@BenjaminB I’m not sure what your strategy is explicitly, but I can tell you what I’ve observed and therefore assume as an outsider, and why I think you need to change what you’re doing.
From the beginning, the Vera community’s expectations were set that the eZLO firmware would support all of the devices that Vera supports. This is a reasonable position, as the team would have access to the library of devices used to develop, test and maintain the Vera firmware, as well as all of the knowledge gained from developing for and testing with those devices. Acknowledging that some of the devices may go defective over time, the Vera team nonetheless had/has all of device responses to ZWave interviews contained in its own data and code, so at least sufficient to make a good effort at getting the devices working even if they could not be explicitly tested.
The strategy now seems to be for eZLO to support only what is currently commercially available. So right from the start, you are asking many users to replace existing, working (physically and with the Vera firmware) devices. This usually comes at a substantial expense, often much more than the hub itself (so you’re effectively asking users to look at other existing, mature solutions). In some cases, as evidenced by your earlier post above, you are even asking users of more recently-purchased, still current devices to upgrade to newer versions of them. This is adding insult to injury, for sure. And worse, since all of this now widens the gap between what Vera supports and what eZLO supports, the customer has no bridge whereby both systems could be viable together and a gradual transition be made: you are forcing them into the position of upgrading all of their devices to what is currently supported by eZLO (which does not currently cover their needs) to get to eZLO. The problem for many users is that without the plugins necessary to support the non-ZWave/ZigBee devices that fall under your 90-day device support guarantee (i.e. there is no guarantee for when the plugins will be available, or even if they will be available), even total replacement of their ZWave/ZigBee to what eZLO supports doesn’t get them where they need to be. Some users, like @cw-kid , are nonetheless trying to get there, and my Multi-hub Reactor (aka MSR) is, as planned, facilitating that migration by allowing them to continue to use their Veras with the existing devices and plugins and bring in the eZLO hubs for a gradual transition with the two working together.
I don’t know if you are adequately using the data available to you, but from my outside perspective, it seems not. Were I running this project, I would be pressing the team do to the following:
- Find all of the devices used to develop and test with the Vera firmware and make them all run on the eZLO firmware. This seems obvious, and should have been done, but claims by customers and affirmations by eZLO that devices working/supported on Vera and not on eZLO suggest otherwise.

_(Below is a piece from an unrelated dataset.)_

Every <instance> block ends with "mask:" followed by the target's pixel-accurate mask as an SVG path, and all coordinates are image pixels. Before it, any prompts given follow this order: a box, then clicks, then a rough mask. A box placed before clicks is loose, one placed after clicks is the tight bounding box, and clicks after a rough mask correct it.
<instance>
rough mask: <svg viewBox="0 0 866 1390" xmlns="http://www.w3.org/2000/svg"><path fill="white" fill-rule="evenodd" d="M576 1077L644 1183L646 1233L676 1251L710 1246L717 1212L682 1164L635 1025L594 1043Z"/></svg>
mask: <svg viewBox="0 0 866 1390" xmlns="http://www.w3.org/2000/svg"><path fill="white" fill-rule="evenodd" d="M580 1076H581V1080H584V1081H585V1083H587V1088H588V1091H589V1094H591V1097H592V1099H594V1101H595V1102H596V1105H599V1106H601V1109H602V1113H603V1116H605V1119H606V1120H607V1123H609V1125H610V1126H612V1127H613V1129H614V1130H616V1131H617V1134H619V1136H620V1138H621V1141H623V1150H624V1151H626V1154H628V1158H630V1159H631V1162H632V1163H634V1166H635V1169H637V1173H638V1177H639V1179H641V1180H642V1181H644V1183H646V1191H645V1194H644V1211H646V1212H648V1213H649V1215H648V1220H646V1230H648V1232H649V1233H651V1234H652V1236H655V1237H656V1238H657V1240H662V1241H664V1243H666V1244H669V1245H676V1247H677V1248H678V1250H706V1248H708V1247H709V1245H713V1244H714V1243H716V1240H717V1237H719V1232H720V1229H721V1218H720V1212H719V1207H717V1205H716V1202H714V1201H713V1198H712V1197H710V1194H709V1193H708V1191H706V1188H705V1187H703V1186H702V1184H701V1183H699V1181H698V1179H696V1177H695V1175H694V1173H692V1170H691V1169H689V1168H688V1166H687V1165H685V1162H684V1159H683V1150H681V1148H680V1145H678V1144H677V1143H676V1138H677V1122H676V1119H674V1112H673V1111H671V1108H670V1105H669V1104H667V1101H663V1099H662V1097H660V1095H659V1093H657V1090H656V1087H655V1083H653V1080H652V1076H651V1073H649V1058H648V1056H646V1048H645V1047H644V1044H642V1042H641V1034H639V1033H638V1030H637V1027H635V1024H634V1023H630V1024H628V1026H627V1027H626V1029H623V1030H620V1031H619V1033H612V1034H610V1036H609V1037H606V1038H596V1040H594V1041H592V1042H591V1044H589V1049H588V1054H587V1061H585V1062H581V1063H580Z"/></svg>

- For any Vera-supported device for which a working example cannot be found, examine the Vera firmware code and data files that build the Vera device from its ZWave interview responses and take a shot at getting them supported in the eZLO firmware. It’s better than nothing. There will be misses and errors here, but you have a willing customer base using these devices that can provide you additional data for troubleshooting and tuning. Since Veras upload logs and backups to your cloud, you likely already are sitting on a gold mine of such data. You can even modify the Vera firmware to collect and report additional data if needed. Which leads to…
- In the eZLO firmware, ask for permission and collect data on every device that is being used in the field; grab the inventory responses and send them to your cloud. I’m pretty sure a majority of users would gladly agree to that data collection and use. When users include a device that doesn’t work, give them a place to report it that you’re team jumps on. With your existing facilities and remote access capability, you can probably do development/tuning directly on a beta tester’s hub remotely (if not, you’re technically not far from it, I’m sure). Have the cloud actively alert you to any device that doesn’t match a known signature, or new versions of a known device… there’s a ton you can do here. It will not only give you the data, but it will give you metrics on popularity of/demand for those devices, which will help you triage and prioritize your work.
- When I was working with the firmware team, I was told they were doing sprints and builds every two weeks. That does not seem to be translating into rapid succession of updates in the beta/live domain – firmware releases have been few and sporadic. Device support is coming too slowly the way things currently are. If the above is going to work, you need to either speed up the release process (reliably and to a regular, frequent schedule), or abstract more of the interview and device mapping out of hard code in firmware and into data-driven methods, where the driving data files can be published separately from the firmware, and more frequently, to update device support.
You may not need to buy and have every device, or every version of every device, to support that device adequately. If you lock yourself into that thinking, it will be years before eZLO’s device support is considered “current”.